À l’image de l’affaire AUKUS, on constate que le Royaume-Uni fait évoluer ses alliances depuis sa sortie de l’Union européenne. Comment analyser sa stratégie sur la scène internationale ?
Avec le Brexit, le Royaume-Uni est sorti de la Politique de sécurité et de défense commune de l’Union européenne (PSDC). Par ailleurs, Londres n’a pas souhaité insérer un volet coopération de défense dans l’accord de coopération commerciale qu’elle a signé avec l’Union européenne. Dans le même temps, il faut garder à l’esprit que le Royaume-Uni restera un membre important et extrêmement actif de l’OTAN. Sa sortie de l’Union européenne et son départ de la PSDC devraient même pousser les Britanniques à encore renforcer leur investissement dans l’Alliance atlantique, et à ce que Londres ambitionne peut-être pour l’Alliance des compétences élargies, maintenant que le Royaume-Uni n’est plus en mesure de freiner la PSDC de l’intérieur.

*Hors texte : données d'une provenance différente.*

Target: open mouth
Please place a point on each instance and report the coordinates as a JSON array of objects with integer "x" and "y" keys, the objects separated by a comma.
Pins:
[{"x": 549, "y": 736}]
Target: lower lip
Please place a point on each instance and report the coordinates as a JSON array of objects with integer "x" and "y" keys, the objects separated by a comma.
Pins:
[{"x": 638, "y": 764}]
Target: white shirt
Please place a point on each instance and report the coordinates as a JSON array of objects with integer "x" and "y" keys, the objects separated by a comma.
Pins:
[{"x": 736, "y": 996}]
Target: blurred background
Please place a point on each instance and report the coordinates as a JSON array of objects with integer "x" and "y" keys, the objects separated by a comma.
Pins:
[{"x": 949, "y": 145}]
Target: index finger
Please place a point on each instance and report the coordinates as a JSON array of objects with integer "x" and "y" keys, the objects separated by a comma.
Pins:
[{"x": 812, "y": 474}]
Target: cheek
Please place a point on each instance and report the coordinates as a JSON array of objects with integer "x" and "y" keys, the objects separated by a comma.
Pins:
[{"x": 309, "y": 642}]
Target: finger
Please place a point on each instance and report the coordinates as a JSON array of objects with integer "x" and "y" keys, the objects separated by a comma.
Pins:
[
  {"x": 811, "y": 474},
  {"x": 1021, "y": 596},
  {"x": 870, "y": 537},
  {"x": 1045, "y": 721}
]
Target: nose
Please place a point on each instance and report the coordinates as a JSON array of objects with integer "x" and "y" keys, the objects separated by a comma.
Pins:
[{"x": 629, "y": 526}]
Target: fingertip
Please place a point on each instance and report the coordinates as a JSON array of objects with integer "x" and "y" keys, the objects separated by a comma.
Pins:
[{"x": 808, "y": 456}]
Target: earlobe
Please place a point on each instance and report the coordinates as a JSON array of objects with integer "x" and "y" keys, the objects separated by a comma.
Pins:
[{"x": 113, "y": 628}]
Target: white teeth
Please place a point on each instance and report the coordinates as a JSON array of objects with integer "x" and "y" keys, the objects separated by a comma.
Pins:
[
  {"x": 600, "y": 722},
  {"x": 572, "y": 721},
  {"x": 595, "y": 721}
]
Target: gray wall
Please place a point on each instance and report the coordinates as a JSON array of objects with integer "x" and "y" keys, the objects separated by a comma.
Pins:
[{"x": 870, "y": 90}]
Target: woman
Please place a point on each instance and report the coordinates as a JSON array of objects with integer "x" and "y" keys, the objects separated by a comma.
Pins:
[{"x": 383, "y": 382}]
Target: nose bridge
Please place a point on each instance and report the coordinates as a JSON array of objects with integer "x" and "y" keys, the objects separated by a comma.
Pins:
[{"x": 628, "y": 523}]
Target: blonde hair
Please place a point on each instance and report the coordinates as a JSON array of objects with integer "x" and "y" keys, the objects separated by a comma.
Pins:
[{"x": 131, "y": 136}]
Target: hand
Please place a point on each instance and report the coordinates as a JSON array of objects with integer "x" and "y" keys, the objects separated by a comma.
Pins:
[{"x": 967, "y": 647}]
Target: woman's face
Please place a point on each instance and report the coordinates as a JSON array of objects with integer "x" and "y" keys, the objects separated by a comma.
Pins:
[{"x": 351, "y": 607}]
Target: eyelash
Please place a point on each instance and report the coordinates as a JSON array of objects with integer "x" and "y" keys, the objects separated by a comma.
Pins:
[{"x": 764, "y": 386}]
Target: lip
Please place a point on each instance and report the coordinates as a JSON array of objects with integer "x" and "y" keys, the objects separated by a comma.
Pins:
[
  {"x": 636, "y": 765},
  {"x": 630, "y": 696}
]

Autre élément d’importance, le concept de Global Britain. Ce slogan lancé par Theresa May pour la première fois en janvier 2017, soit six mois après le référendum sur le Brexit, renvoie à l’idée d’un Royaume-Uni s’investissant davantage sur la scène internationale, puisqu’il serait désormais « libéré des chaînes de Bruxelles ». On pense en particulier à l’est du canal de Suez et à l’Indopacifique. Bien sûr, le défi posé par la Chine entre dans cette équation stratégique, d’autant que la superpuissance de l’anglosphère que constituent les États-Unis cherche à renforcer ses alliances face à Pékin. Le traité AUKUS, qui a fait couler beaucoup d’encre ces dernières semaines, constitue l’une des composantes de cette stratégie américaine. Pour Londres, AUKUS est un élément contribuant au nouveau concept de Global Britain, même si les Britanniques ne font finalement que s’arrimer à la stratégie Indopacifique des États-Unis.
On peut enfin relever dans la stratégie britannique au moins une incohérence, à savoir la diminution significative annoncée de la part du budget britannique consacré chaque année à l’aide au développement international. Et puis, on peut s’interroger sur l’avenir des performances économiques du Royaume-Uni dans un contexte post-Brexit et se demander si ces performances pourront lui permettre de tenir le rôle international renforcé auquel il semble aspirer.